Your husband is sadly mistaken. It simply isn't true "if he/she isn't giving it to you they're giving it to someone else."

So your sex life went from having sex a couple of times per week down to maybe once per month. "...him trying and trying to get off and can't." Does this mean he isn't able to ejaculate but can become erect, or does it mean he cannot get erect and therefore isn't ejaculating?

Men can ejaculate even if they cannot achieve a full erection.

I would advise you to GENTLY talk with your husband. 

Men develop erection problems for a lot of different reasons. Some are medical, some are emotional. Most men are not comfortable talking about any sort of erection problem because they equate masculinity with a strong erection on demand. This goes for ejaculating problems as well. 

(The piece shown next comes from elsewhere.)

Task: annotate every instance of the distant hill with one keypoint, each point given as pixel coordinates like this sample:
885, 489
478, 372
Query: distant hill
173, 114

I would first urge him to seek medical avenues for help. If he can't ejaculate that could indicate prostate problems and that is something he definitely should NOT put off!
Prostate Problem Warning Signs: Get the Facts

Secondly, to have an open discussion about what's going on with him. Just tell him you're concerned about what's happening with your sex lives and ask him to tell you what's on his mind? Be silent, be open, be patient, be comforting. This is generally very hard for men to talk about especially if this is something new in their lives.

Generally speaking, if a man worries about getting or keeping an erection, this worry goes straight to his penis which then interferes with the erection. Worry about erections creates/continues erection problems. 

So talk with him. Tell him you're worried about his health first, worried about what this means to the marriage second, and worried about what this means regarding his feelings for you. (Most women take erection problems personally, as if it is a rejection. Although it isn't, you still need his reassurances that it isn't and he still find you sexually attractive.)


----------



## mrsallen53 (Nov 2, 2015)

Our marriage is rocky, but it always has been. Sex has always been our strongest bond. We have always (until abt 6 months ago) had sex really often and it's always really great!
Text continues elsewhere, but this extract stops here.